C. Zgheib1, M. H. Hodges1, M. Allukian2, J. Xu1, K. L. Spiller3, J. H. Gorman2, R. C. Gorman2, K. W. Liechty1 1Laboratory For Fetal And Regenerative Biology, Department Of Surgery, School Of Medicine, University Of Colorado Denver – Anschutz Medical Campus And Colorado Children’s Hospital,Aurora, COLORADO, USA 2The University Of Pennsylvania School Of Medicine,Surgery,Philadelphia, PA, USA 3Drexel University, School Of Biomedical Engineering,Philadelphia, PA, USA
Introduction: Myocardial infarction (MI) remains the leading cause of death in the US. In contrast to the fibrotic response observed in adults, we have previously shown that the fetal response to MI is regenerative and is associated with increased angiogenesis and decreased inflammation. This cardiac regeneration requires both recruitment of cardiac progenitor cells (CPC) to replace lost myocardium as well as restoration of blood supply to support these recruited cells. Macrophages are also known to contribute to this repair process; however, the contribution of macrophages to tissue repair depends on their phenotype: M1 macrophages are pro-inflammatory and initiate angiogenesis; M2a macrophages are pro-fibrotic and contribute to blood vessel maturation; and M2c macrophages are pro-angiogenic, anti-inflammatory, and contribute to tissue remodeling. However, the relationship between CPCs and macrophages during the regenerative process has yet to be defined. Thus, we propose that CPCs promote fetal cardiac regeneration after MI by regulating the polarization of macrophages.
Methods: To test this hypothesis, 20% apical infarcts were created in fetal sheep by LAD ligation. Subsets of these infarcts were injected with a lentivirus containing the SDF-1α inhibitor (SDFi) transgene or an empty vector control. Hearts were harvested 3 or 30 days following infarction. Real time PCR was used to analyze the expression of macrophage phenotypes markers: IL-1β (M10, CD206 (M2a), and CD163 (M2c).

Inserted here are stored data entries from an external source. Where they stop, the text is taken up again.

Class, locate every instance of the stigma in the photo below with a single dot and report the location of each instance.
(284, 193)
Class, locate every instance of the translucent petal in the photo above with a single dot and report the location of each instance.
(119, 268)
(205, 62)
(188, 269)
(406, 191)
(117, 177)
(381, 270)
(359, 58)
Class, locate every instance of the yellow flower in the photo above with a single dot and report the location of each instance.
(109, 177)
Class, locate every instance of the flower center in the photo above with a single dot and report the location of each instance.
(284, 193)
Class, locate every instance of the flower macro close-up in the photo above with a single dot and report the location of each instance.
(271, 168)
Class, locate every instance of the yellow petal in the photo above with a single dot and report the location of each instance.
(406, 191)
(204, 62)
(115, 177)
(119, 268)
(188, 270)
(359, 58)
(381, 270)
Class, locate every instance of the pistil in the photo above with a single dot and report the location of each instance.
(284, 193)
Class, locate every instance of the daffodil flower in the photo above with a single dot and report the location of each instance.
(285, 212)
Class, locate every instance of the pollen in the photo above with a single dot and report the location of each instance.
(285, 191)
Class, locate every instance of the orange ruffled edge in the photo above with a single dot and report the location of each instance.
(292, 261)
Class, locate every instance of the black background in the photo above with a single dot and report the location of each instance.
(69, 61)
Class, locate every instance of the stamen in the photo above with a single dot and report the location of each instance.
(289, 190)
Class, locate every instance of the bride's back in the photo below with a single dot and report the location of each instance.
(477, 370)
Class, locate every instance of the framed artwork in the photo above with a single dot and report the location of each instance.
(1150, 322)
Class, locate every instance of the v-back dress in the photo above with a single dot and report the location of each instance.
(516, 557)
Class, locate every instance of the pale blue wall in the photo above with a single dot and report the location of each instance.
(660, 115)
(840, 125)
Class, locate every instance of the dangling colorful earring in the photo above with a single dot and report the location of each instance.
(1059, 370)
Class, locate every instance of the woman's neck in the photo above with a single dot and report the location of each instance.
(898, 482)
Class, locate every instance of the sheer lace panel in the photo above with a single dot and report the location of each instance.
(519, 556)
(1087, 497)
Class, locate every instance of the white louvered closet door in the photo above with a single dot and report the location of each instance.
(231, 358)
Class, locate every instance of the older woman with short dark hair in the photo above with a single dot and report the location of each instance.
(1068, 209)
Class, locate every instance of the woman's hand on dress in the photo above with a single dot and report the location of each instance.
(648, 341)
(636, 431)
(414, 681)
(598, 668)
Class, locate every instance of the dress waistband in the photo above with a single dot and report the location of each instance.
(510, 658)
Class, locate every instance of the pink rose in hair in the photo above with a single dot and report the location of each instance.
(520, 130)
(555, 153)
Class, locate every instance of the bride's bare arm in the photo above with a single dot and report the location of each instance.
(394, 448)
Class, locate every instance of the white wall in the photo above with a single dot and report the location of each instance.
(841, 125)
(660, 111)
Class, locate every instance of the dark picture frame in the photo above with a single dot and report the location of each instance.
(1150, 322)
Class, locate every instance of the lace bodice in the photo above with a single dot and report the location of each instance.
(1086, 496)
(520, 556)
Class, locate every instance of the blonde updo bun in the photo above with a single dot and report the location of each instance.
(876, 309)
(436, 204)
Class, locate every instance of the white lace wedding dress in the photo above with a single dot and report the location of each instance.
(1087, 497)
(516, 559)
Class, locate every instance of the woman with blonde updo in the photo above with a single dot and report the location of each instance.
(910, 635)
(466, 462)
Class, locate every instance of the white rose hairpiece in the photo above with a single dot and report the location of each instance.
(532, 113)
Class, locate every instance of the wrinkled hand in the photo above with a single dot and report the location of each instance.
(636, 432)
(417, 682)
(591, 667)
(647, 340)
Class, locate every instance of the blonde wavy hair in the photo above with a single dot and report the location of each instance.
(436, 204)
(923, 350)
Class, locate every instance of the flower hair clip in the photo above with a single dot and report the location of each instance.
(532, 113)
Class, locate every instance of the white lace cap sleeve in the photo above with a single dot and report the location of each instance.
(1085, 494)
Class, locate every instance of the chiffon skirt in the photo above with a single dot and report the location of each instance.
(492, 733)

Results: Our results revealed a significant upregulation of IL-1β, CD206, and CD163 gene expression in the fetal hearts 3 days post-MI; this upregulation returned to baseline at 30 days. In contrast, fetal hearts treated with SDFi demonstrated a significant increase in the expression of all macrophage markers 30 days post-MI, when compared to both untreated fetal hearts and treated hearts 3 days post-MI. These results suggest an early increase in the expression of M1, M2a, and M2c macrophage markers in the fetal hearts 3 days post-MI, with reversal of this upregulation following myocardial regeneration 30 days post-MI. Blocking CPC recruitment by inhibition of SDF-1α was associated with a persistent elevation in M1, M2a, and M2c gene expression, consistent with prolonged inflammation, fibrosis, and remodeling.
Conclusion: Our results suggest that following MI, CPCs promote fetal cardiac regeneration via the modulation of macrophage phenotype. Strategies to manipulate macrophage phenotype may represent a therapeutic target to promote regeneration in adult hearts after MI.